La cheffe Dominique Anglade, qui a «prouvé sa valeur durant la campagne», sera néanmoins soumise à un vote de confiance en 2023.
Ryan Remiorz La Presse canadienne La cheffe Dominique Anglade, qui a «prouvé sa valeur durant la campagne», sera néanmoins soumise à un vote de confiance en 2023.

Le Parti libéral du Québec (PLQ) aura besoin de « stabilité » dans les prochaines années, alors qu’il tentera de rebâtir les ponts avec la majorité francophone, ont plaidé des libéraux réunis en caucus à Yamachiche, mercredi.

Cette rencontre — la première depuis l’élection d’une supermajorité caquiste — devait permettre aux 125 libéraux élus et défaits de revenir sur la campagne et de se prononcer sur la suite des choses.

Dès leur arrivée, tous semblaient s’entendre sur la nécessité de mieux dialoguer avec les francophones, qui ont boudé le PLQ comme jamais, le vote libéral s’étant carrément effondré dans toutes les régions, sauf Montréal.

Les libéraux ont tout de même fait élire 21 députés et réussi à former l’opposition officielle à l’Assemblée nationale. La cheffe Dominique Anglade sera néanmoins soumise à un vote de confiance en 2023.

Selon la candidate défaite dans Jean-Talon, Julie White, le PLQ ne peut espérer former le gouvernement tant et aussi longtemps qu’il sera rayé des régions, en particulier celle de la Capitale-Nationale, selon elle.

« Il faut qu’on retourne à la base », a déclaré Mme White, qui a terminé en quatrième place derrière la Coalition avenir Québec (CAQ), Québec solidaire (QS) et le Parti québécois (PQ) dans sa circonscription de Québec.

« Tout vient de la base. Si on a des associations qui sont fortes, on est capable de faire du financement, on est capable d’amener de l’argent. C’est un tout.
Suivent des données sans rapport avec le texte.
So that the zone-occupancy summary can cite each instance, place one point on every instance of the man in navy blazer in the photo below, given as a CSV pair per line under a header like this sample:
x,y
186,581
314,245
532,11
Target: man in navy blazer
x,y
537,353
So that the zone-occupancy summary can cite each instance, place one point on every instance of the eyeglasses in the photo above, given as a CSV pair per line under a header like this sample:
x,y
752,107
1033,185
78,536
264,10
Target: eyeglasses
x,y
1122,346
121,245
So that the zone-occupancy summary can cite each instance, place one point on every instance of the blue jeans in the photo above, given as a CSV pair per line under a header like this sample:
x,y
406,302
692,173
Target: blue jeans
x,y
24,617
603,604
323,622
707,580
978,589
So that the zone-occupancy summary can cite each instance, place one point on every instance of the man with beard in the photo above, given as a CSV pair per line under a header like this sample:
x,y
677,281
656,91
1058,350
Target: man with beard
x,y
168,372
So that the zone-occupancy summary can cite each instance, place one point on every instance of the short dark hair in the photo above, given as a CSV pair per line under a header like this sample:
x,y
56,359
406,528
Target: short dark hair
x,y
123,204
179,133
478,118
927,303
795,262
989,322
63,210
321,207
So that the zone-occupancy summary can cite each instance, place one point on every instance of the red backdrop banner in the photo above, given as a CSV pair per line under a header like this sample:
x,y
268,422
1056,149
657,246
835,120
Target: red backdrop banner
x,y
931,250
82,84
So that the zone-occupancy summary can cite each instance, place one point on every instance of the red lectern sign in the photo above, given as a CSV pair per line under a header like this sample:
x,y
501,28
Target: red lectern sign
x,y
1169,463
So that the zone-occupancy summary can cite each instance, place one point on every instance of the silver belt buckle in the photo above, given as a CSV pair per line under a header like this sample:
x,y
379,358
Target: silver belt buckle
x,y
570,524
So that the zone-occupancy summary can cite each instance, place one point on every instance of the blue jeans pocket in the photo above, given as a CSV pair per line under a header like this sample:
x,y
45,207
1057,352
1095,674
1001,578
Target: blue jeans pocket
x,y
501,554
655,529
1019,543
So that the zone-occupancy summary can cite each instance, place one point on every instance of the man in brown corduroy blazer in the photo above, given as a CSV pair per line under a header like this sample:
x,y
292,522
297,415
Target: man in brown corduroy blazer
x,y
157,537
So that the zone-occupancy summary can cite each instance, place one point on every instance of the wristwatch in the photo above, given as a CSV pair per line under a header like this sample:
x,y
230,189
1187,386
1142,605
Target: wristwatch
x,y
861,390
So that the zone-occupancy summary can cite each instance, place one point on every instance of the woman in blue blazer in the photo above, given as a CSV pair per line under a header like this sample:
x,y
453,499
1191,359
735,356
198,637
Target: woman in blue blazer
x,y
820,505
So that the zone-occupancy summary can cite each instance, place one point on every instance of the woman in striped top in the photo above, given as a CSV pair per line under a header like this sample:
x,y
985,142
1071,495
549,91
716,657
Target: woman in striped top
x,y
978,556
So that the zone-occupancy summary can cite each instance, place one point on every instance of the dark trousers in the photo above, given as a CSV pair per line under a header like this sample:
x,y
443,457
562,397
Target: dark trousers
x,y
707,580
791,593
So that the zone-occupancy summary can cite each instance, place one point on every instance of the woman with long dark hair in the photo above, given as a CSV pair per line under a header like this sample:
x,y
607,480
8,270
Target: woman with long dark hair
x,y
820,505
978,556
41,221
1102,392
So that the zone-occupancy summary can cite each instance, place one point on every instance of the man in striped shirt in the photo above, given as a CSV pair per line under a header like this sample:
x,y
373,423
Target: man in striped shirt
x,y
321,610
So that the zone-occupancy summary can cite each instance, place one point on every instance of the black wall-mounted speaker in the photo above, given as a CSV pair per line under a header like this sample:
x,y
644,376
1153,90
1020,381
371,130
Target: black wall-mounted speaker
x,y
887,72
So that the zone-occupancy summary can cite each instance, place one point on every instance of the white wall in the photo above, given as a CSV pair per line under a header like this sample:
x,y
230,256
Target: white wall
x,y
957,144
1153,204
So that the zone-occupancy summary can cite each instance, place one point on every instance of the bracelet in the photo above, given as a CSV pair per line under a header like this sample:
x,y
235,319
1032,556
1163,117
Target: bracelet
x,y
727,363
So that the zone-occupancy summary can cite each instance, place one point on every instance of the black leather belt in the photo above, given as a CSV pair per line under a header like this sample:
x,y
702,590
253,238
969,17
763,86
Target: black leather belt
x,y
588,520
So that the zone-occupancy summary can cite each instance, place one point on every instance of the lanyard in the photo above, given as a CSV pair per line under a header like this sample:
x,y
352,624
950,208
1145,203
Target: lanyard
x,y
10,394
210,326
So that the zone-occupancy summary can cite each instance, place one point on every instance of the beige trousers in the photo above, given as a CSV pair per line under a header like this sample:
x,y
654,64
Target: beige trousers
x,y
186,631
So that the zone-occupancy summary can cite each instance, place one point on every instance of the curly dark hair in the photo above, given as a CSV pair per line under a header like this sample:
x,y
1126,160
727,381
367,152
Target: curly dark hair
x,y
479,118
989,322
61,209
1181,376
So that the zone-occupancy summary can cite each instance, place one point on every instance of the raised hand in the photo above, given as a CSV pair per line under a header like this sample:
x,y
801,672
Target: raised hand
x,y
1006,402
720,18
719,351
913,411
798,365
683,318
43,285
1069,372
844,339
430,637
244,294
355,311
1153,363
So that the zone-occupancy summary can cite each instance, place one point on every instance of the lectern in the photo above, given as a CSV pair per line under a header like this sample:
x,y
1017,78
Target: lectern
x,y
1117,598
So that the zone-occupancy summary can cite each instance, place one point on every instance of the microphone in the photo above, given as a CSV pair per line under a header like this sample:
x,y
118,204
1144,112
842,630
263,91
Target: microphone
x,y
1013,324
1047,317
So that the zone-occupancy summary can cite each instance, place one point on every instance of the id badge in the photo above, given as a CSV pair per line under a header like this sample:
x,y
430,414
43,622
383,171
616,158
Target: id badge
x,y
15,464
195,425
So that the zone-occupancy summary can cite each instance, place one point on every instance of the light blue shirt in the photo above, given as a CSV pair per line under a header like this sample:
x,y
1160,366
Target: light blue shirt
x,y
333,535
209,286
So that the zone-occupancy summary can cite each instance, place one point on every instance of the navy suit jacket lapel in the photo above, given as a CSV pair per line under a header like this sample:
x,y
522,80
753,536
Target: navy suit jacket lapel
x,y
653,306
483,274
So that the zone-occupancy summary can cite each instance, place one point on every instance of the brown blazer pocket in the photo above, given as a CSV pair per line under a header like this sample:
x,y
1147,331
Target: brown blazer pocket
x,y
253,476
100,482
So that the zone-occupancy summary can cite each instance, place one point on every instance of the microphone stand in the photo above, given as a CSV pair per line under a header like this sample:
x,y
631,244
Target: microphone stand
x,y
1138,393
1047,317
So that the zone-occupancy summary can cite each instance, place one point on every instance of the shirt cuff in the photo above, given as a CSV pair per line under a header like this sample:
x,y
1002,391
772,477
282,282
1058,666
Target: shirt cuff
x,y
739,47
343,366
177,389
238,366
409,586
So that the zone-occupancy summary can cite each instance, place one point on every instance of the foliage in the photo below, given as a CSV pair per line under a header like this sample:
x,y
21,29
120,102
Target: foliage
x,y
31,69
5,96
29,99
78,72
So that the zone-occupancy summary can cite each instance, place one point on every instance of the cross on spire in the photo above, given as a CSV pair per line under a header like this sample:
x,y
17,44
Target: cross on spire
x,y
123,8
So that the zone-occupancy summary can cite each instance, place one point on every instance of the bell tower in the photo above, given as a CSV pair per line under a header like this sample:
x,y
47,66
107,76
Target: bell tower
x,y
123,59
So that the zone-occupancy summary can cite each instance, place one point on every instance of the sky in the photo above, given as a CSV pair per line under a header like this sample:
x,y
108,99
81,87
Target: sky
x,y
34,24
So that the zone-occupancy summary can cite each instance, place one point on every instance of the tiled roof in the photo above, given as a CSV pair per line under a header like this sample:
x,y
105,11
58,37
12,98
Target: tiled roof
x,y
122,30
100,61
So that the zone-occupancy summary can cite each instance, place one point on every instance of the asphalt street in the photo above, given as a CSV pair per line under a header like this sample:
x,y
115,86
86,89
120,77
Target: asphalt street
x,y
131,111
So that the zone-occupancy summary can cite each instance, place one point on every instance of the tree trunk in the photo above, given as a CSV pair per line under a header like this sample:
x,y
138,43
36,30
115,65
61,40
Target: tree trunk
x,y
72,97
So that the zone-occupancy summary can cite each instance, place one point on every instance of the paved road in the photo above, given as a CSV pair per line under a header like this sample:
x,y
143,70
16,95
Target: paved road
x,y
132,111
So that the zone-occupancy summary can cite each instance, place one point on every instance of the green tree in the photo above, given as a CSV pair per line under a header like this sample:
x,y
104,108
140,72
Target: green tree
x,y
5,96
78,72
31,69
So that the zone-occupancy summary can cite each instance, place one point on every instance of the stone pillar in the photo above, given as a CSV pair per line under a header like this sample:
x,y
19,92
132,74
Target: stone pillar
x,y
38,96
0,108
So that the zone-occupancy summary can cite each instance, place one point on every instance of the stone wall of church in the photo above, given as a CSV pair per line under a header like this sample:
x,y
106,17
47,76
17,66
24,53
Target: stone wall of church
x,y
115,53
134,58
Terrain, terrain, terrain », a-t-elle martelé.

Malgré des résultats désastreux dans la plupart des comtés, le candidat défait dans Laval-des-Rapides, Saul Polo, et le député Marc Tanguay ont déclaré qu’il fallait continuer d’appuyer Dominique Anglade.

« Le parti, les militants, les élus méritent une certaine stabilité […] pour être capables de faire les bons apprentissages […] pour pouvoir se préparer pour dans quatre ans », a soutenu M. Polo.

La candidate élue dans La Pinière, Linda Caron, ajoute que Mme Anglade a « prouvé son énergie et sa valeur durant la campagne ». « C’est notre cheffe, on l’appuie et on continue de travailler avec elle », a-t-elle dit.

De son côté, le député de Marquette, Enrico Ciccone, un ancien joueur de hockey, a reconnu que de redresser une équipe prenait habituellement cinq ans ; la reconstruction du PLQ se fera sur plusieurs années, a-t-il prédit.

« C’est sûr que ça prend plusieurs mandats pour se renouveler, c’est tranquillement, tu sais. On est rendu au deuxième mandat, ça va être bon en 2026, ça va être mieux, je vous le garantis », a-t-il lancé.

Entre-temps, M. Ciccone refuse de voir la victoire du PLQ dans la métropole comme quelque chose de « négatif ».

« On dirait que c’est vu comme négativement que les gens de l’île de Montréal votent pour nous autres. C’est le poumon économique du Québec, on a cette confiance-là des gens. »

Anglade muette sur la reconnaissance de QS et du PQ

 

Plus tard, en point de presse, Mme Anglade a refusé de dire si elle était favorable à ce que QS et le PQ, qui ont obtenu ensemble environ 30 % du vote, soient reconnus comme groupes parlementaires.

QS a fait élire 11 députés, tandis que le PQ se retrouve avec seulement trois sièges. Le Parti conservateur d’Éric Duhaime, bien qu’ayant obtenu 13 % des suffrages, ne sera pas représenté à l’Assemblée nationale.

Pour être reconnu comme groupe parlementaire, un parti doit avoir obtenu 20 % des voix ou fait élire 12 députés.

« Ce sont des discussions qui ont lieu lorsqu’on entre à l’Assemblée nationale », s’est limitée à dire Mme Anglade. Pour le reste, la réforme du mode de scrutin, « c’est dans la cour du gouvernement », a-t-elle ajouté.